Opinion No.

The Honorable Armil O. Curran State Representative 210 West Main Street Clarksville, Arkansas 72830-3019

Dear Representative Curran:

This is in response to your request for an opinion on the possibility of a school district making a lump sum payment to an industry in the hopes of inducing the industry to locate within the boundaries of the school district. Specifically, you present a situation in which an industry is considering establishing a facility in one of the small communities in your area, but note that the industry in question uses a substantial amount of water in its operations. The local water rates in the community, however, are higher than the industry wishes to pay, by an amount of approximately twenty-five thousand dollars a year. Because the industry would add substantially to the ad valorem tax base in the community and would result in the local school district receiving approximately ninety thousand dollars a year in additional property tax revenues, the school district would be willing to pay the excess twenty-five thousand per year from school funds. You have therefore asked my opinion on the following question:

In the above situation, would it be lawful for the school district to pay from funds of the district the $25,000 annual excess cost of water for the industry?

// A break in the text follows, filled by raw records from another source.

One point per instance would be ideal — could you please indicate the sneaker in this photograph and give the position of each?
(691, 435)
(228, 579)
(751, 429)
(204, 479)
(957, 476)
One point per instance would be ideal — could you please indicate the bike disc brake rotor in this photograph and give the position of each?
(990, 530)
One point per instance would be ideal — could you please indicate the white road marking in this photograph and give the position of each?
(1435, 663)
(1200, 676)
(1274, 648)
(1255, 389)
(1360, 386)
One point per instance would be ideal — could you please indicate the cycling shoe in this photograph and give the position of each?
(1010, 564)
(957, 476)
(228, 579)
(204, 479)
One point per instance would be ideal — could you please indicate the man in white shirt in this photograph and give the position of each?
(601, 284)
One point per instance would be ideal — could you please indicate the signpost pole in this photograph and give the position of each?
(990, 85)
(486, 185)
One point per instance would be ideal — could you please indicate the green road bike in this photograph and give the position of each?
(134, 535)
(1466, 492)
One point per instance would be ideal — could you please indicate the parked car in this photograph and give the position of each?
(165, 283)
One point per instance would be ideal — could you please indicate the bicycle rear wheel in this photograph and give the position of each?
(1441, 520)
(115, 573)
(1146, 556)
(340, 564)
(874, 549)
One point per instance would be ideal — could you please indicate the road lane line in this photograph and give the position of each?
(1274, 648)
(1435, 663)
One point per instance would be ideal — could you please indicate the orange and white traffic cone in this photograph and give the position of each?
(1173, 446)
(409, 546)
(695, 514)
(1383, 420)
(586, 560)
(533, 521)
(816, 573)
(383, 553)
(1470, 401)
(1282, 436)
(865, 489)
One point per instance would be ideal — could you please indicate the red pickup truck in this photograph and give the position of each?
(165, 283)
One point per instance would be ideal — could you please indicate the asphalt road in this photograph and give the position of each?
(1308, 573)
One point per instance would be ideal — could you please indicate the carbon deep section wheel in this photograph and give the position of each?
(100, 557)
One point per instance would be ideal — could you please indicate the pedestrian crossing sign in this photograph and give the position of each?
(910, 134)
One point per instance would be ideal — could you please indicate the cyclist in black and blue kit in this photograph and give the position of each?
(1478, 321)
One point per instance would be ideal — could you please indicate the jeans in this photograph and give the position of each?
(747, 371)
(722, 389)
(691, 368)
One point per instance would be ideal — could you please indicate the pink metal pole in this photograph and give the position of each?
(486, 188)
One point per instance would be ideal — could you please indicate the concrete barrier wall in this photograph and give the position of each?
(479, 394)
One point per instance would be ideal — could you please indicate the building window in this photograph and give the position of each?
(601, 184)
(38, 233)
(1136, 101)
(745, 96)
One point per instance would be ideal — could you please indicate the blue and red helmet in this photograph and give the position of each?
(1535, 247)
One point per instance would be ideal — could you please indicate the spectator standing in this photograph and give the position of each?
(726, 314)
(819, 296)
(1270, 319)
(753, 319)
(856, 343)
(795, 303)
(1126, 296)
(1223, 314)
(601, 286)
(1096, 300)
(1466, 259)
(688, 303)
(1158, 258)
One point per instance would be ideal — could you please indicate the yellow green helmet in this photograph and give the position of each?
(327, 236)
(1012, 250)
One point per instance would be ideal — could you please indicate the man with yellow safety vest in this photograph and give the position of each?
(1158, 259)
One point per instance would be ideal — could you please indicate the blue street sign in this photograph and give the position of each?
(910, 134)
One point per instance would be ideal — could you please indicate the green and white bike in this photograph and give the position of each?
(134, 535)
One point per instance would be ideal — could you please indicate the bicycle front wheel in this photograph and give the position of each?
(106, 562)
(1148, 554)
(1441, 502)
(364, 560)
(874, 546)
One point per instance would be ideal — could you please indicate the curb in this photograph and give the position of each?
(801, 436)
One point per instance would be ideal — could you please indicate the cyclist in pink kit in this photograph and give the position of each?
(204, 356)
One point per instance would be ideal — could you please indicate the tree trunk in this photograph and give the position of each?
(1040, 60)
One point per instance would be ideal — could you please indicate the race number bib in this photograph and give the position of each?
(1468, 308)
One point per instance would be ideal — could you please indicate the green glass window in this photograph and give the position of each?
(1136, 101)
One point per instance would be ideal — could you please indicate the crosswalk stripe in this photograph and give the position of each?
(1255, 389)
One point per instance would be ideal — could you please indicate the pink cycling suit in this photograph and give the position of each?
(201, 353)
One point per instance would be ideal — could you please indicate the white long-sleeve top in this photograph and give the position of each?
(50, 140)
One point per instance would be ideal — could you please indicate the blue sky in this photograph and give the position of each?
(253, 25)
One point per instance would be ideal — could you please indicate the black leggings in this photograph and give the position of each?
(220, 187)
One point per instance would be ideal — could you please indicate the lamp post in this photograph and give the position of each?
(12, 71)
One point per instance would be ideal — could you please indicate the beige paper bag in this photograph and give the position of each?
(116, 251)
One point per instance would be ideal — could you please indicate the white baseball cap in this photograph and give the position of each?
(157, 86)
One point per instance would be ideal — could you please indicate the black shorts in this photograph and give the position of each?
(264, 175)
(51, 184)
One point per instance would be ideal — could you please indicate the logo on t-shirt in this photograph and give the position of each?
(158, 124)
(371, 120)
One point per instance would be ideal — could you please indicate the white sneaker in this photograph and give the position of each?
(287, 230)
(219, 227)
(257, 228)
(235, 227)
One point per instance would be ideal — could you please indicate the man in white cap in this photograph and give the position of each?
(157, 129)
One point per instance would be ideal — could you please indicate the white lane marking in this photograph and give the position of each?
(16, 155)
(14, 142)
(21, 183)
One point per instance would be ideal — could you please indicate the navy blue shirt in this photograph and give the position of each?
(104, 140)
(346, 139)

It is my opinion, although this proposal seeks to aid in the laudable goal of attracting much needed industry to the area and school district, that its implementation would violate Arkansas law.

I assume, as an initial matter, that the "funds of the district" which the school district proposes to use to make the payments, will include tax moneys raised through ad valorem taxation in the district. Arkansas Constitution, art. 14, § 3 governs the procedure for levy of such property taxes and provides in the last sentence thereof that: "Provided, that no such tax shall be appropriated for any other purpose nor to any other district than that for which it is levied." In addition, art. 14, § 2 of the Arkansas Constitution provides that:

No money or property belonging to the public school fund, or to this State for the benefit of schools or universities, shall ever be used for any other than for the respective purposes to which it belongs.

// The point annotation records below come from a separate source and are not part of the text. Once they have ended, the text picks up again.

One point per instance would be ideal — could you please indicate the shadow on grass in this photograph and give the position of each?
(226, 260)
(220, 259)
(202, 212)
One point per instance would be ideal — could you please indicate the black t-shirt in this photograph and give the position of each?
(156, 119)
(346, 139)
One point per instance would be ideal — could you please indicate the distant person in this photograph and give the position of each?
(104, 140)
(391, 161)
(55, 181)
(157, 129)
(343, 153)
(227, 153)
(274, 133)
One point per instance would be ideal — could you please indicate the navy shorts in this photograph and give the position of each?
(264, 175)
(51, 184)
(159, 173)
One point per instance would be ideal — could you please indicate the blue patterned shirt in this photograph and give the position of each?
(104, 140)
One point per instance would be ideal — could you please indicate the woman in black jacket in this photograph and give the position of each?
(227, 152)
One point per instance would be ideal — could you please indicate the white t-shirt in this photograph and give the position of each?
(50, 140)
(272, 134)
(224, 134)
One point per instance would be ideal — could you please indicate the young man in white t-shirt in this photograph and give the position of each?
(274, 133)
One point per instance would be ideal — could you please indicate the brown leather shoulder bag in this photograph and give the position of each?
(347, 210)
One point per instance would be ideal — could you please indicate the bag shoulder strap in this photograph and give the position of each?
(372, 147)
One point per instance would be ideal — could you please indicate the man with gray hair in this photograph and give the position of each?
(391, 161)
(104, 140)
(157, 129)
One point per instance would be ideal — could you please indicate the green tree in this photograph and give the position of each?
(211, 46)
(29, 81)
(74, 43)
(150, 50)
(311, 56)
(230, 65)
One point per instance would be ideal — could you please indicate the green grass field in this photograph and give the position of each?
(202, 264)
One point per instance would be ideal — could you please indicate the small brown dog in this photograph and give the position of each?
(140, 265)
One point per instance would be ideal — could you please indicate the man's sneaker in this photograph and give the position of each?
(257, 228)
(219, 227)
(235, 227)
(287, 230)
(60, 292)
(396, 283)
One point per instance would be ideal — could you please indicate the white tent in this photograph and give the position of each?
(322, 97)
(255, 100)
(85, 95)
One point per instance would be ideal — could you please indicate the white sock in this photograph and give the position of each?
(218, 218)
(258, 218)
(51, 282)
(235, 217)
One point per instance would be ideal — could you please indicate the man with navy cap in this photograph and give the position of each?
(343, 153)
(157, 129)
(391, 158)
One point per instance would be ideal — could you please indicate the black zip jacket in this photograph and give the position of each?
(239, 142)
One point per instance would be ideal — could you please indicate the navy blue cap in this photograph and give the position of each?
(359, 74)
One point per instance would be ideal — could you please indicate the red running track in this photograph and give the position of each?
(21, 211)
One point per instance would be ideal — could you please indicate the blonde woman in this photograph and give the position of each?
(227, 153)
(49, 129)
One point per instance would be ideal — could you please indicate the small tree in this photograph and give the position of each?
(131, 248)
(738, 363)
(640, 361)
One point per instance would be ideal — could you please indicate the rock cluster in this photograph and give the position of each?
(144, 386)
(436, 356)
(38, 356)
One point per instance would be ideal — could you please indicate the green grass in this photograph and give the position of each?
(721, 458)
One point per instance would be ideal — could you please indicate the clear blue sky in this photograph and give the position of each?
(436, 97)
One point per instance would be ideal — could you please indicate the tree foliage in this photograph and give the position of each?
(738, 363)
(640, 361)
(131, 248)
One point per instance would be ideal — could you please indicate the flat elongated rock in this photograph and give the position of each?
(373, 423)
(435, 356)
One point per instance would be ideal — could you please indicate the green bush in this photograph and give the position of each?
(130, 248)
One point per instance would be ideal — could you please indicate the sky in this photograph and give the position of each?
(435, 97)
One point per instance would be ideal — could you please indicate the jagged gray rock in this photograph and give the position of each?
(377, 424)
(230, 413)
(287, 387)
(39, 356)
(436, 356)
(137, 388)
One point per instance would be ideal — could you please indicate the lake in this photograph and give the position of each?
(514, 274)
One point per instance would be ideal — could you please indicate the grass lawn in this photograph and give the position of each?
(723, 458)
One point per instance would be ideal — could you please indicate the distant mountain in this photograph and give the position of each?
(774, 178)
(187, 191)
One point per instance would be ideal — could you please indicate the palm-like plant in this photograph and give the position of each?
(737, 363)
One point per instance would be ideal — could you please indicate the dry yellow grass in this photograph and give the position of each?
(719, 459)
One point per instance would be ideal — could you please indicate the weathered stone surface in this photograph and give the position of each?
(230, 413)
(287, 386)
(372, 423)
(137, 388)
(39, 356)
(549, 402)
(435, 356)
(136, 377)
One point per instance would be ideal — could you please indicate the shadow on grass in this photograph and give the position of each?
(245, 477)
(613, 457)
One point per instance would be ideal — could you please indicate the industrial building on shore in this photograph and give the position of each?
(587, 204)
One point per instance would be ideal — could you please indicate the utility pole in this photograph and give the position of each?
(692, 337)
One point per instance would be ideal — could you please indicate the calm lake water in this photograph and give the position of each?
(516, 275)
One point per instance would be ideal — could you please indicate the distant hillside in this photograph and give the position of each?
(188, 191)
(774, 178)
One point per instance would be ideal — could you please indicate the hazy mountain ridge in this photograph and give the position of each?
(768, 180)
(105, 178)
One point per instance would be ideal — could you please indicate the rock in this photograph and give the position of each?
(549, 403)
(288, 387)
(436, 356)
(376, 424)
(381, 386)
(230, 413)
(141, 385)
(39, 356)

Thus to the extent the proposal involves the use of moneys arising from ad valorem taxation, or moneys belonging to the public school fund or to the State, these provisions will be applicable, and in my opinion will prevent the use of these moneys in the manner suggested.

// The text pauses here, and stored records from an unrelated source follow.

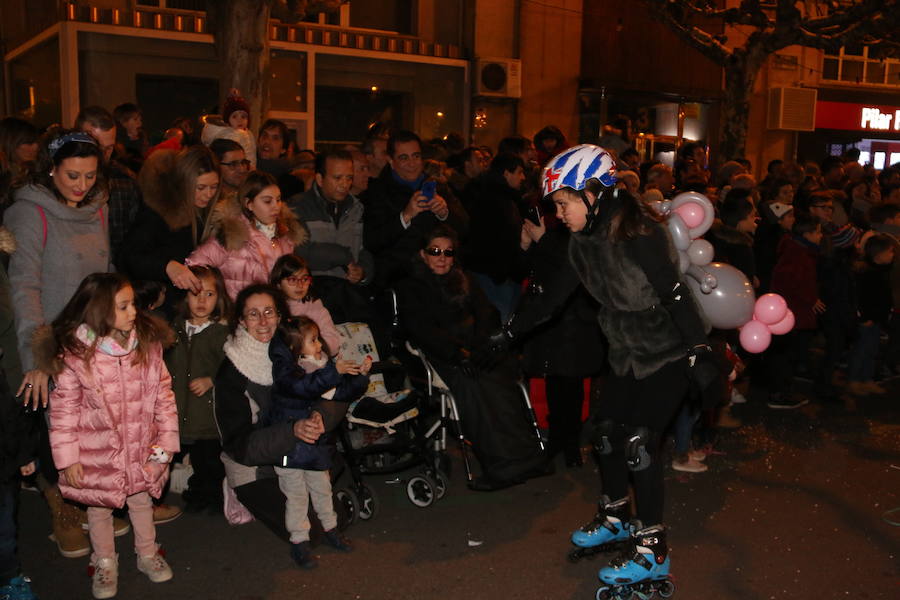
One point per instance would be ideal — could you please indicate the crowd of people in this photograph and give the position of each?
(180, 298)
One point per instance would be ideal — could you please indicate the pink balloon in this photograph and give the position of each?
(770, 309)
(755, 337)
(691, 213)
(784, 325)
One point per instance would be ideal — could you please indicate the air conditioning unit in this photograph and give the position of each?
(498, 77)
(792, 109)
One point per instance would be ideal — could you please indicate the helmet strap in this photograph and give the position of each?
(592, 212)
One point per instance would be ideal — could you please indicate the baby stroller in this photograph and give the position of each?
(389, 432)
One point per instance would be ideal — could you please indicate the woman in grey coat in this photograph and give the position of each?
(59, 222)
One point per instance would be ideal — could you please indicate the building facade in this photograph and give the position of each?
(434, 66)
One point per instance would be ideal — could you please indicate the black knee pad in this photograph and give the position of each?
(636, 453)
(602, 437)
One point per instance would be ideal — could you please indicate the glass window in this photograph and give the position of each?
(288, 89)
(875, 72)
(34, 79)
(852, 70)
(830, 68)
(384, 15)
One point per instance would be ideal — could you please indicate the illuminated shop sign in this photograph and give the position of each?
(857, 117)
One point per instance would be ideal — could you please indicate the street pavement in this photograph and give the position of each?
(796, 504)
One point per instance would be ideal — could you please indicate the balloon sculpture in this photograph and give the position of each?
(723, 292)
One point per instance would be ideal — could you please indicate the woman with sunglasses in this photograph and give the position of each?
(447, 316)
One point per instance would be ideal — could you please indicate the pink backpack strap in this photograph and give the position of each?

Although it was broadly stated in Rainwater v. Haynes, 244 Ark. 1191,428 S.W.2d 254 (1968) that: "any use of [school] funds raised from taxation that results in benefits to those funds or property or aids in the stated purposes for which these funds may be expended would not be an unconstitutional diversion," (244 Ark. at 1195), I can find no precedent for the payment of a lump sum amount by a school district to a private industry to induce the industry to locate within district boundaries. The applicable cases upholding various expenditures of school funds under these constitutional provisions each involve purposes more nearly related to the operation of the schools. See, e.g., Rainwater v. Haynes, supra (payment of improvement district special assessments from school funds not unconstitutional); Magnolia School District No. 14 v. Arkansas StateBoard of Education, 303 Ark. 666, 799 S.W.2d 791 (1990) (moneys spent to further Pulaski County desegregation not unconstitutional diversion); andFayetteville School District No. 1 v. Arkansas State Board of Education,313 Ark. 1, 852 S.W.2d 122 (1993) (recoupment by the state of overpaid state educational moneys not an unconstitutional diversion). In my opinion the proposal you suggest would be more nearly in line with those cases which have found an unconstitutional diversion of school funds.See, e.g., Terry, County Judge, v. Thornton, 207 Ark. 1019,183 S.W.2d 787 (1944) (law which authorized the savings to school districts by reduction of salaries of county officials to be kept by the county was unconstitutional); and County Board of Education v. Austin, 169 Ark. 436 (1925), (law which authorized the proportionate excess of fees from school fund over the salaries of the county treasurer and collector to be deposited in the county general fund was unconstitutional." See also Op. Att'y Gen. 91-411 (school district may not generally make contributions to private corporations); and Op. Att'y Gen. 85-213 (school district may not constitutionally donate money to the Arkansas School Boards Association). See also generally, Op. Att'y Gen. 88-286 (tax incentive plan whereby school district would waive increased property taxes on behalf of industry it hoped to attract to district would violate Arkansas Constitution).

In addition, a question may arise as to the school district's ability to commit future funds of the district for such annual payments. School districts, with limited exceptions, are not permitted to incur obligations in any year in excess of the revenue receipts of the district for that year, or to pay obligations arising in one year from a different year's revenue, unless expressly authorized. See A.C.A. § 6-20-402 (Supp. 1995). This provision may prevent the district from giving any assurance to the industry, through contract or otherwise, that it will indeed make yearly payments to effect the proposal.

It is therefore my opinion that the Arkansas Constitution and Arkansas statutes would in all likelihood prohibit the action suggested.

The foregoing opinion, which I hereby approve, was prepared by Deputy Attorney General Elana C. Wills.